University of California, Irvine
Randomness and stochasticity are prevalent features of biological phenomena. Usually, experiments are repeated multiple times and the average results are taken to be indicative of the truth. However, I will show that the randomness in the data due to the experimental variation is not “just noise”, but rather a rich source of information. We will focus on retinoic acid signaling in the developing zebrafish hindbrain. There it will be demonstrated using stochastic differential equation models in via DifferentialEquations.jl that the protein crabp2a is able to control the level of biological noise without changing the mean values, a feature we will call mean-independent noise attenuation. We will describe how a very specific level of randomness in the retinoic acid signal is required for hindbrain segmentation to properly occur, and show that mean-independent noise attenuation causes crabp2a to act as a control knob to achieve the appropriate noise levels and allows the rhombomere boundaries to sharpen. Additionally, we will show that this information about the internal biochemical randomness constrains the possible models of hindbrain signaling networks, and use this to mathematically deduce the source of the random variation. Together, the audience should leave with an understanding that randomness may be far more insightful than the average behavior.

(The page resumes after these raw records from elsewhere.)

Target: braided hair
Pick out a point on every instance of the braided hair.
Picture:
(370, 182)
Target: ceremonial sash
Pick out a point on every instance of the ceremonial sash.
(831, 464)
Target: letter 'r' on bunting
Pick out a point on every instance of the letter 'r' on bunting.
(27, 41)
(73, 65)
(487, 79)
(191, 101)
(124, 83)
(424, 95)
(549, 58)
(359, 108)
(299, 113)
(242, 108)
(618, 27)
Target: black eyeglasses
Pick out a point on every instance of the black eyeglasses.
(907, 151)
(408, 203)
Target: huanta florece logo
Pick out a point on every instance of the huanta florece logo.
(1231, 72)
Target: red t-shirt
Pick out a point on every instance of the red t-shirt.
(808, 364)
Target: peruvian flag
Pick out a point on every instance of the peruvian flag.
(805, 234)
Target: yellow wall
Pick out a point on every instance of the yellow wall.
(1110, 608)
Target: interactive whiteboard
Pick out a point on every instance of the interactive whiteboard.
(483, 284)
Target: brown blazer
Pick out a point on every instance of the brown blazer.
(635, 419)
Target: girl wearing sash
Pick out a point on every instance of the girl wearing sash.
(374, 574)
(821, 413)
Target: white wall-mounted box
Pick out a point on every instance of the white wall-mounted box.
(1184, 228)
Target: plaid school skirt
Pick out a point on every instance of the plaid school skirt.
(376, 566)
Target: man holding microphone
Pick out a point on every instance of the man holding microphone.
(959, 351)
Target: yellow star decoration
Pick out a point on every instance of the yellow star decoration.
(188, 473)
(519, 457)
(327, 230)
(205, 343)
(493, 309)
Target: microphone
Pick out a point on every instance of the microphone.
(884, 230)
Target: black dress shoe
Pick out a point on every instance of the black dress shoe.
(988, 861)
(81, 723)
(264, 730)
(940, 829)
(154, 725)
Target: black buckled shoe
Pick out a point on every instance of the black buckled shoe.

I am a mathematician and theoretical biologist at the University of California, Irvine. My programming language of choice is Julia and I am the lead developer of the JuliaDiffEq organization dedicated to solving differential equations (and includes the package DifferentialEquations.jl). My research is in time stepping methods for solving stochastic differential equations (SDEs) and applications to stochastic partial differential equations (SPDEs) which model biological development.